The bit with `ping 0` is sadly unexplored, as the nature of "any host in network" and "any host in any network" addresses are sadly unmentioned these days.
Then come the joys of debugging someone's configuration because a tutorial told them to "connect to 0.0.0.0" instead of localhost...
As a side note, why wouldn't 0.0.0.0 be a valid address if you have a route for it (just like you can set any public IP, and are not restricted to private ranges)?
I recall setting 192.168.0.0 as a valid address in windows XP a while ago.
I usually find people in the networking are (especially teachers) to quite stubbornly assume that things are always one way, while almost the entirety of networking is comprised of RFCs.
Sure, default configurations help in that you don't have to change a device's configuration, but I see no reason why I couldn't change my MAC, or set my broadcast address to 10.0.0.42, or the broadcast MAC to 01:02:03:04:05:06, and my gateway to 10.0.0.0 while I enjoy browsing the web on my 0.0.0.0-addressed computer...
0.0.0.0 is a valid address. You also have a route for 0.0.0.0/0, usually called "default" :)
Just not valid for a host, as it is a network address where "network" is specified as the whole internet. It's how you create services listening to connections from any address - technically you can setup a listening socket waiting for connections only from specific network, but I haven't tested it.
It's also why minimal compliant IPv4 network has 4 IP addresses: the network address, host 1, host 2, broadcast.
There's an unratified RFC for allowing only host 1 and host 2, but I believe it works only on some combinations of gear/software.
Then of course you get systems accepting broken setups, like 192.168.0.0 host address with /24 or /16 netmask.
However, 192.168.1.0/23 is a valid address a host can have.
When I bind a socket to 0.0.0.0 it means to all interfaces on the host machine, of which 127.0.0.1 is one of those interfaces. Not sure if that answers your question.
If you ping 0.0.0.0 on Linux it pings 127.0.0.1. That's the behavior I'm talking about. Binding to 0.0.0.0 is something completely different and not Linux-specific.
I don't see the reason in the documentation of either syscall.
I was thinking it might be due to its subnet being the biggest one one commonly has (/8), but I just set up a (/1), and it still used 127.0.0.1. Even if I set the lo interface down, it still tries 127.0.0.1 and just hangs until I bring it back up. I removed the 127.0.0.1/24 address from lo, and gave lo the address 128.0.0.1/1 with the same options 127.0.0.1/8 had, and that caused `ping 0` to return the error, "connect: Invalid argument". So, I don't know. At least I learned that the behavior seems to really be tied to the address and not the loopback interface, which I though was supposed to abstract the address.

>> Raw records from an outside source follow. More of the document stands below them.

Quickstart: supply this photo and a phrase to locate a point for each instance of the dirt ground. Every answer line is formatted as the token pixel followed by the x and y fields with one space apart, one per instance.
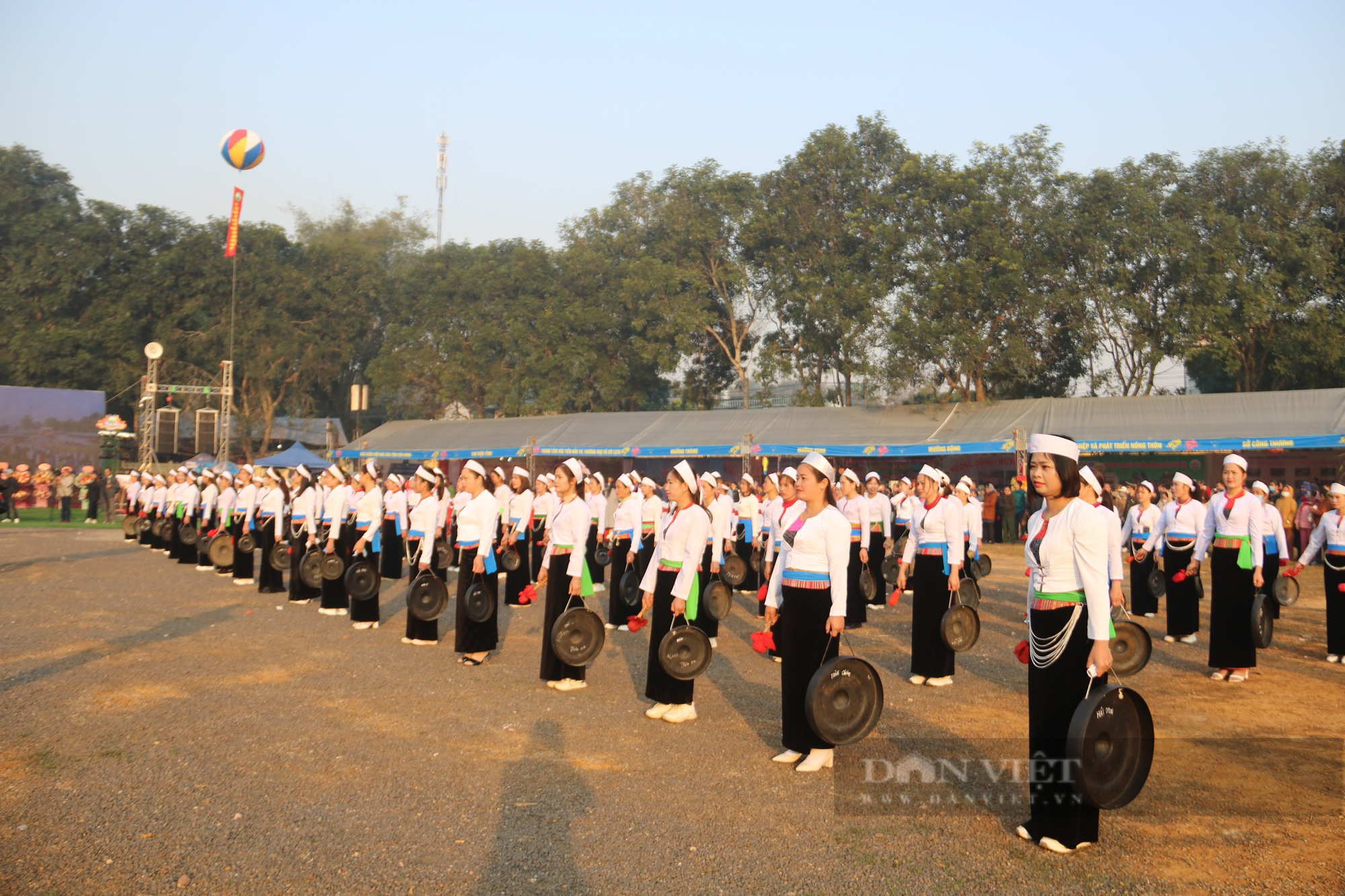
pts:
pixel 165 728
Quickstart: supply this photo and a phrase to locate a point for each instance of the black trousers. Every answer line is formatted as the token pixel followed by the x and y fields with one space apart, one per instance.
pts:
pixel 618 608
pixel 558 602
pixel 520 579
pixel 1141 599
pixel 419 628
pixel 1054 693
pixel 878 552
pixel 597 569
pixel 1183 602
pixel 1231 594
pixel 391 561
pixel 703 620
pixel 298 549
pixel 856 608
pixel 802 637
pixel 1334 579
pixel 334 589
pixel 661 686
pixel 930 657
pixel 270 580
pixel 243 560
pixel 473 637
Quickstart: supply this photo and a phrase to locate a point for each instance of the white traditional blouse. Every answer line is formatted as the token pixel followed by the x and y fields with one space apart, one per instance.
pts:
pixel 1242 517
pixel 1140 524
pixel 857 512
pixel 424 521
pixel 935 526
pixel 303 514
pixel 570 530
pixel 1073 557
pixel 626 521
pixel 477 521
pixel 1330 534
pixel 683 542
pixel 1182 521
pixel 821 546
pixel 1274 532
pixel 880 514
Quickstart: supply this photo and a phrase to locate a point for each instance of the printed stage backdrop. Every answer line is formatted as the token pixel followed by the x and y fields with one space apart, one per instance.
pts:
pixel 49 425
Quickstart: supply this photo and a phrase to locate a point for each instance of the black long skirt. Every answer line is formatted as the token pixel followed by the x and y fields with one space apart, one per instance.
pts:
pixel 1141 599
pixel 270 580
pixel 1231 594
pixel 856 608
pixel 558 602
pixel 186 553
pixel 930 657
pixel 537 549
pixel 1334 579
pixel 661 686
pixel 1183 602
pixel 704 620
pixel 334 589
pixel 753 581
pixel 801 634
pixel 597 569
pixel 642 560
pixel 298 549
pixel 243 561
pixel 473 637
pixel 876 556
pixel 617 608
pixel 1054 693
pixel 419 628
pixel 391 559
pixel 520 579
pixel 1270 572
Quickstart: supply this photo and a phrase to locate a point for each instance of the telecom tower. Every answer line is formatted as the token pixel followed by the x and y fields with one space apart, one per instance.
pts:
pixel 440 182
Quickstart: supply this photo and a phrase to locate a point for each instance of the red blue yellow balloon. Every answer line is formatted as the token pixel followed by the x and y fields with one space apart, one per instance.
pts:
pixel 243 150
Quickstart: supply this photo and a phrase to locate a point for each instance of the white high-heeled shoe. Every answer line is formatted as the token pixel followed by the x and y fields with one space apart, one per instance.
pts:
pixel 817 759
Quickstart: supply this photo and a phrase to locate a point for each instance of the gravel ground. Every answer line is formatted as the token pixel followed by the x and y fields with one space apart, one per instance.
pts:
pixel 166 729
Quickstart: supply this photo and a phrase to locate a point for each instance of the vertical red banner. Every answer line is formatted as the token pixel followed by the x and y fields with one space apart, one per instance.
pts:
pixel 232 245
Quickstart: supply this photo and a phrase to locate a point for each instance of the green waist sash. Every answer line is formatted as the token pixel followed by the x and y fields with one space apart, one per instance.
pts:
pixel 693 600
pixel 1070 598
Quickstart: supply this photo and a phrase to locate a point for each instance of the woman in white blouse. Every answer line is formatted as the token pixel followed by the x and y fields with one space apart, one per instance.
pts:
pixel 336 538
pixel 855 506
pixel 1067 585
pixel 422 534
pixel 543 503
pixel 518 525
pixel 1140 524
pixel 303 530
pixel 369 538
pixel 1175 538
pixel 477 564
pixel 1234 528
pixel 1277 546
pixel 933 561
pixel 626 548
pixel 806 602
pixel 672 589
pixel 652 522
pixel 563 571
pixel 395 529
pixel 1330 538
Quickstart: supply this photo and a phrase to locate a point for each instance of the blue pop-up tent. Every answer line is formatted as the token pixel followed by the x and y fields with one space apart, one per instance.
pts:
pixel 293 456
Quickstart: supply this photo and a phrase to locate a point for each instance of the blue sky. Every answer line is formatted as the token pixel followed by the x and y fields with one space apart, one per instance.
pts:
pixel 549 106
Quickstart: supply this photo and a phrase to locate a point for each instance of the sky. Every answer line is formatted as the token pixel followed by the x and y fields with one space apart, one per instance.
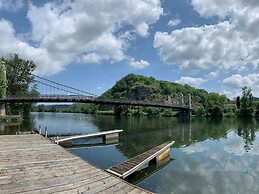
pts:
pixel 91 44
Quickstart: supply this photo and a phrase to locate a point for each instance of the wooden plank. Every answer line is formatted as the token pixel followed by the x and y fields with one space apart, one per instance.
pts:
pixel 124 169
pixel 33 164
pixel 88 135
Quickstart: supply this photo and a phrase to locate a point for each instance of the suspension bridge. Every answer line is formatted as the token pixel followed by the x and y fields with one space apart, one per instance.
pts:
pixel 58 92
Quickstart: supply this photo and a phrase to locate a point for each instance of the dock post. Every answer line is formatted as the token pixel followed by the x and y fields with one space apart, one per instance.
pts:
pixel 111 138
pixel 163 155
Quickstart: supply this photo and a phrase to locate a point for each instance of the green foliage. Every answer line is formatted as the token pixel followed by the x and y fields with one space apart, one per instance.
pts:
pixel 137 87
pixel 238 102
pixel 3 81
pixel 19 78
pixel 257 110
pixel 216 111
pixel 200 111
pixel 246 106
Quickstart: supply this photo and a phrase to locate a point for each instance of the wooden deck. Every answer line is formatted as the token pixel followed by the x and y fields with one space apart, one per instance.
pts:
pixel 34 164
pixel 97 134
pixel 125 169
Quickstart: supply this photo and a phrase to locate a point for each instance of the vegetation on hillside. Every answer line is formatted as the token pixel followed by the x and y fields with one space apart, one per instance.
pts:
pixel 137 87
pixel 3 81
pixel 19 78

Looking at the RFC it seems to say that { 0, 0 } means "this host on the network" and must not be sent except as a source address during initialization in order for the host to learn its own IP address. My interpretation is not that this means trying to ping 0.0.0.0 is supposed to be equivalent to 127.0.0.1, but just that you can't actually set your destination address to 0.0.0.0 when sending IP packets. Linux ping's interpretation of this as meaning to fall back to 127.0.0.1 when trying to ping 0.0.0.0 doesn't seem unreasonable, but nor does it seem to be mandated by the RFC.
After a while we noticed that a lot of them (around 30%) didn't work on the network. It took a while to figure out that some of the serial numbers got interpreted as octal IP addresses so pinging them didn't resolve through DNS but instead went straight to the (wrong) IP.
In hindsight this could have been predicted but it just shows that often a design that made sense when it was created can cause huge headaches later on. Now we prefix all serial numbers with some letters to make sure they don't get misinterpreted.